On September 18, Adeleen Brown’s French IV class visited the Smith College Museum of Art to explore the exhibit of World War I prints called “No Man’s Land.” At the museum, students viewed the drawings and read their descriptions and then chose a theme related to the war. Then they chose one drawing that exemplified their theme and described it in French to their classmates, who asked them follow-up questions.
“One student read the description on how artists at the time were not allowed to draw or depict dead soldiers since countries needed to maintain positive propaganda,” said Brown. However, she said, some artists found ways around this by drawing broken, burned, or dead trees and buildings to depict the horrors of war. “By seeing multiple nationalities on both sides of World War I drawing daily images of the war,” Brown continued, “the students can better imagine what the soldiers experienced and suffered and ultimately how the ‘Great War’ led to the loss of 16 million military and civilians.”
Another student chose a drawing from the series Dance of Death, pictured above, in which the artist depicts Death personified reaching out for a soldier and keeping him from being rescued. “The drawings bring the concept of World War I and what it represents for the world, especially as 2018 is the centennial of the end of WWI, closer to home for the students,” Brown said.

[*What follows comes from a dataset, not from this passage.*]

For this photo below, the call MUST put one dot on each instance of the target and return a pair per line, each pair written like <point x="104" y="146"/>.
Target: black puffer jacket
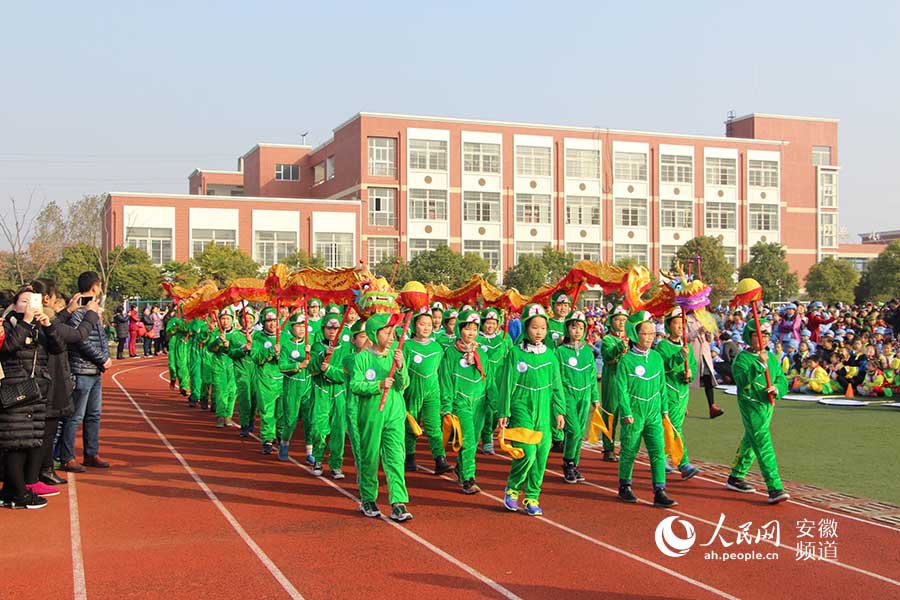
<point x="22" y="427"/>
<point x="89" y="356"/>
<point x="59" y="397"/>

Students saw drawings from American, French, and German soldiers. They left the museum with an understanding of what it was like to serve in the military during that early 20th century conflict, and of the impact the war had on society. The visit was part of a lesson on the Great War that also included watching the film “Joyeux Noel,” a drama depicting the true story of an impromptu cease fire on Christmas Eve after soldiers began singing Christmas carols.